With Huawei effectively blocking the use of Google services and infrastructure, the company has taken steps to replace Google Maps on its hardware by forming a deal with TomTom to provide maps, navigation, and traffic data to Huawei apps.
Reuters reports that Huawei is entering into this partnership with TomTom as the Netherlands-based mapping tech company — thus side-stepping the bans on working with US firms. TomTom will make routing, live traffic data and software available to the Chinese smartphone manufacturer on smartphones and tablets.
TomTom spokesman Remco Meerstra confirmed to Reuters that the deal had been concluded some time ago but that the company had not made it public. This comes as TomTom announced plans to move away from making navigation hardware and will focus more on delivering software services — making this a significant step for TomTom and Huawei.
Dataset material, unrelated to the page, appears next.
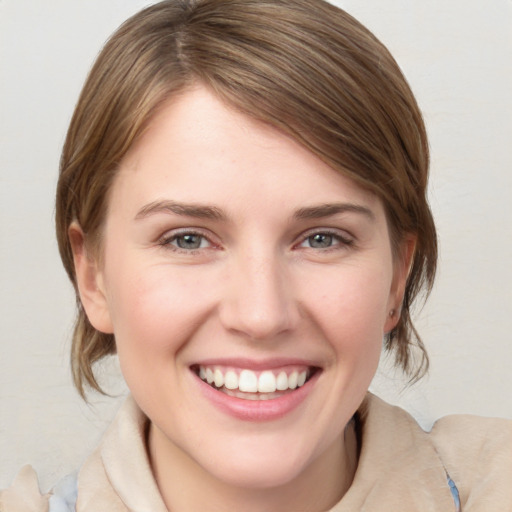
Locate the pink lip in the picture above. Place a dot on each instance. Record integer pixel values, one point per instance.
(255, 410)
(256, 365)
Although TomTom doesn’t quite match Google Maps ‘ global coverage and update speed, having a vital part of it filled by a dedicated navigation and mapping firm is one step that could satisfy potential global smartphone buyers from Huawei. There’s no denying the value of using Google’s app outside of China, but strong replacements might potentially make a huge difference— even more so if Western audiences recognize them.
It’s unclear when we can see TomTom pre-installed on Huawei devices, but we’re sure that an OTA software update could easily add this. The bigger question remains whether people are prepared to move daily travel from Google Maps to TomTom.